RSF describe a Nicaragua como “una auténtica pesadilla” para la prensa y alerta un deterioro aún más profundo
Nicaragua retrocedió al puesto 172 de 180 países en el ranking 2025 de libertad de prensa publicado por Reporteros Sin Fronteras (RSF), una caída de nueve posiciones respecto a 2024 que confirma, según el organismo, una situación cada vez más hostil para la prensa.

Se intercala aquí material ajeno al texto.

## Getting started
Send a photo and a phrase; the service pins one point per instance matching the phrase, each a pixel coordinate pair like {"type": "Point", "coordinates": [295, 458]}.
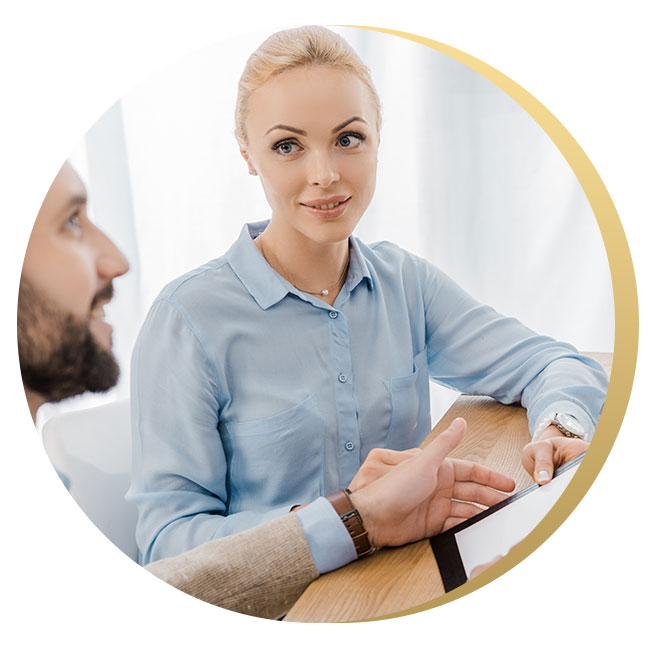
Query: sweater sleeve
{"type": "Point", "coordinates": [261, 571]}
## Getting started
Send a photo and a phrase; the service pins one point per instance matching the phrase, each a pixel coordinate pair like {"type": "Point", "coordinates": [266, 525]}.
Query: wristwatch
{"type": "Point", "coordinates": [351, 518]}
{"type": "Point", "coordinates": [568, 425]}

El país obtiene apenas 22,83 puntos sobre 100 y experimenta un deterioro simultáneo en los cinco indicadores evaluados: político, económico, legislativo, social y de seguridad. Nicaragua ya se ubica como uno de los 10 peores países del mundo para ejercer el periodismo independiente, solo por detrás de Eritrea, Corea del Norte, China, Siria, Irán, Afganistán, Turkmenistán y Vietnam.
RSF describe la situación de manera contundente: desde la "reelección" de Daniel Ortega en 2021, la prensa independiente “sigue viviendo una auténtica pesadilla: censura, intimidaciones, amenazas…”. El organismo señala que los periodistas están “estigmatizados y afrontan campañas de acoso, detenciones arbitrarias y amenazas de muerte, que los fuerzan al exilio”.
Un país sin prensa independiente dentro de sus fronteras
El informe afirma sin matices que en Nicaragua “prácticamente no existen medios de comunicación independientes”, luego de la ola de confiscaciones, cierres y persecución emprendida por el régimen contra medios y organizaciones civiles. Según RSF, la familia Ortega-Murillo ha tomado el control directo de un amplio bloque de canales y radios, lo que ha convertido el panorama mediático en “una herramienta de propaganda gubernamental”.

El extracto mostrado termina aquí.